The platform over Block 1120, the western block of the two railyard blocks that will each support three towers, was supposed to start sometime this year and to take three years, according to a document I acquired.

While the developer has not publicly discussed building the platform in segments, another document I acquired described building the platform between Sixth and Carlton avenue in two segments, the first for the B5 tower, and the second for the B6 and B7 towers.

That's not implausible, given the significant start, as shown in the photo below, of concrete that that could support a platform.
Looking north from Pacific Street.

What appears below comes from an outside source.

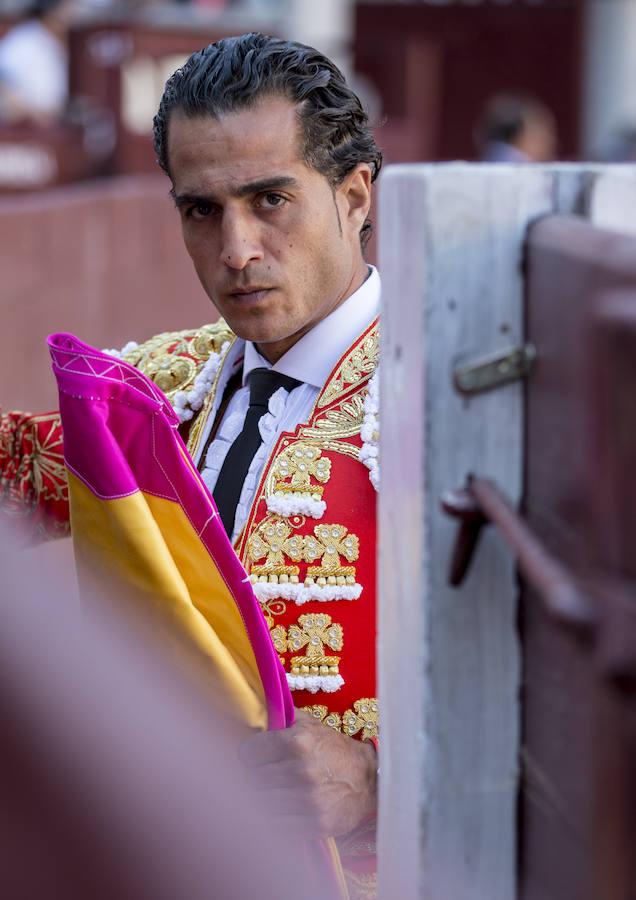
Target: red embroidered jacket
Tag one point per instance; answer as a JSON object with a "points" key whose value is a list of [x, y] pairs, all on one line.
{"points": [[309, 544]]}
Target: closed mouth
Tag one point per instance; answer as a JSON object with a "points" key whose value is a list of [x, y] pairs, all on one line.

Photo: Norman Oder
What's in the building?

Yes, most likely rentals because, um, they're not building condos any more.

Note that, as of a document filed with the state last September, developer Greenland Forest City Partners was predicting 650 units, not 682, with half of them (325) as affordable, with no information yet about the level of affordability. 

The increase in total units seems of a piece with a general increase in units per building, most notably at the planned B12 and B13 towers, where condos were swapped for rentals. That allows the project to get to the require 2,250 affordable units faster.

The tower would be built at the maximum allowable height, 397 feet, while the planned 587,200 square feet may seem less than the maximum 635,443 gross square feet, but the latter may include space not used for residential or retail purposes.

No rendering has been released, but Dattner Architects has provided an image of the building shape, below.

The building, according to Schedule A, would have an "ACCESSORY FITNESS AMENITY"--a gym?--and a bike room with storage for 341 bikes, a significant number.

Atlantic Avenue border in image at left; Pacific Street border in image at right.

Comments

  1. Here's my structural question - do they actually need to build a platform first and THEN put the building on top, or is the building's 'ground floor' essentially the platform for whatever the building is covering and they just need to extend that floor out the back to Pacific St (and cover with dirt)? Part of me feels like this building would be faster to build than the two under construction because they do not need to do months of excavation - the 'basement' (albeit unusable because of the tracks) is already there.